9. Logarithmic functions return the value a for x, from the equation x = b ** a (wher ** means "to the power of"). b is a known base, e.g. log2(8), b = 2, a = 3. Log10(100) b = 10, a = 2. Log10(16000) = 4.2.

There is something called "natural" logarithms, which use b = 2.717...

Logarithms are good for multiplication of large numbers, because x * y = b **(log(x) + log(y)) - so in the old days, when a large multiplication needed to be done, a log-table would be used to find the log(x) and log(y), then these numbers added (which is much simpler than multiplying large numbers), and then the log-table looked up in reverse to find the answer.
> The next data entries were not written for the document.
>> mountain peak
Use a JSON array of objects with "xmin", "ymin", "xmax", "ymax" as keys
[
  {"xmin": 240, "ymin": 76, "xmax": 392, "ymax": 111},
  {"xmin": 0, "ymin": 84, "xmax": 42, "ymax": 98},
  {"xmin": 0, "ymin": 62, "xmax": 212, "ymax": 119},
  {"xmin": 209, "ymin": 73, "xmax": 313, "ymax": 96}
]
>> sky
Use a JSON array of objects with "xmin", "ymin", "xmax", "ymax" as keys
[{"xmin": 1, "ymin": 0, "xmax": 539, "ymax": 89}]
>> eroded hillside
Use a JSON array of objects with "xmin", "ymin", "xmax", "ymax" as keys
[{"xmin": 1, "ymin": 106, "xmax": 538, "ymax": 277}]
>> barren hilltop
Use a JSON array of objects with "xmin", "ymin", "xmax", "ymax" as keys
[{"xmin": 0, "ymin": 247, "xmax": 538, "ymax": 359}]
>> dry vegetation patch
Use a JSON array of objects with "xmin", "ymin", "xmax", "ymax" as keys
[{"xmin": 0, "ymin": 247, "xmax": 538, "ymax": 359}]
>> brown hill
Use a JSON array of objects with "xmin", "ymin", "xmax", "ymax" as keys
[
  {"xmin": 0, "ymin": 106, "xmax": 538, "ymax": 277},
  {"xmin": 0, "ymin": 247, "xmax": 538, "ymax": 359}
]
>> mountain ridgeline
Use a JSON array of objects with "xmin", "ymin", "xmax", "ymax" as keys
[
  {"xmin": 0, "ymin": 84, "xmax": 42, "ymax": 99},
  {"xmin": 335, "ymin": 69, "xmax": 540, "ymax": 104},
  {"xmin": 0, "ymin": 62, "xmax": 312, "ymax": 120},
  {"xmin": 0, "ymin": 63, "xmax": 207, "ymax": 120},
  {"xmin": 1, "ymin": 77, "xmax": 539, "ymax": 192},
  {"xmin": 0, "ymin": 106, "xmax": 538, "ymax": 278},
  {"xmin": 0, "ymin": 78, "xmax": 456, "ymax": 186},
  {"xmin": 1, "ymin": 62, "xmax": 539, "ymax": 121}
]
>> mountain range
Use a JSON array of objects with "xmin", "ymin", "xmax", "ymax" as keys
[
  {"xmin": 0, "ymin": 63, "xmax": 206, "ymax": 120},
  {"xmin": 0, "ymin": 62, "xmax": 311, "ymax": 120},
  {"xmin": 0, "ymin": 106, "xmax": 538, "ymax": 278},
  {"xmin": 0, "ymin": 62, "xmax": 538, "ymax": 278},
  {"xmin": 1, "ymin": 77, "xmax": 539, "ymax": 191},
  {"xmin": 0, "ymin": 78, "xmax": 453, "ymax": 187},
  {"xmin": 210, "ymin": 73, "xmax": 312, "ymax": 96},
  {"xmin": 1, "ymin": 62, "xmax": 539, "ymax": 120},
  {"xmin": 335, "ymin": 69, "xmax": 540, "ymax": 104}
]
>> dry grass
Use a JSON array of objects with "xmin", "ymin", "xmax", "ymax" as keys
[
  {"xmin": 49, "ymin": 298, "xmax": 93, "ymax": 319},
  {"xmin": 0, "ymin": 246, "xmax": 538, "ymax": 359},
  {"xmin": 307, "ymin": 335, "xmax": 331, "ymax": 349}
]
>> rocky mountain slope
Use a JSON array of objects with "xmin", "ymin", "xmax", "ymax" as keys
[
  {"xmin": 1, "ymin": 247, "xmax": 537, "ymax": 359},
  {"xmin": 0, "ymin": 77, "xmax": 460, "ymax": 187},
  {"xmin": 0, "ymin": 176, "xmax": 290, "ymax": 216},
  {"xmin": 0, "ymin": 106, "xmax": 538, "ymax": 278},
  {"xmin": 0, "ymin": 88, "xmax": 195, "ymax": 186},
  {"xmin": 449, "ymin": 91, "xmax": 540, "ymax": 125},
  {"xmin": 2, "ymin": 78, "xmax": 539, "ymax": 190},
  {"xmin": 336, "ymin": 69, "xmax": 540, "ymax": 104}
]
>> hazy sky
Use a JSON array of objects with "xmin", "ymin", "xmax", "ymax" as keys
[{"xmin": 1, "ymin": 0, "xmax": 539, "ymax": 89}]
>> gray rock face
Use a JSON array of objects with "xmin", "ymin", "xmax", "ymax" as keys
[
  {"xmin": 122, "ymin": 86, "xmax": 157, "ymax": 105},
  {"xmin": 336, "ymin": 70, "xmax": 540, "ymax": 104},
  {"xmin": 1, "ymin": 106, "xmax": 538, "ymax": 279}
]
Nowadays, we can mostly just get on with multiplying numbers directly, thanks to calculators and computers.

--
Mats

10. Thank you CodeMonkey and matsp for the log review. The coding makes sense now, but

Code:
`unsigned arr[] = { 193887893, 123, 3892, 7, 382798, 1111 };`
What is that part for?

11. Originally Posted by dnguyen1022
Thank you CodeMonkey and matsp for the log review. The coding makes sense now, but

Code:
`unsigned arr[] = { 193887893, 123, 3892, 7, 382798, 1111 };`
What is that part for?
That's just a set of numbers to show how the "number of digits" work.

--
Mats

12. Would this set of numbers be for the compiler's reference or simply for me(us) to see?

13. Originally Posted by dnguyen1022
Would this set of numbers be for the compiler's reference or simply for me(us) to see?
Just for us to see how it works - e.g. 193887893 will print out <fx counting.../> 9 digits.

Whenever you show how something works, or want to perform some sort of calculation, you need some "sample data", something that represents your data for the purpose of testing. In this case, some varying length numbers to show that the output is correct for those values.

--
Mats

14. ohhh got it. Thanks.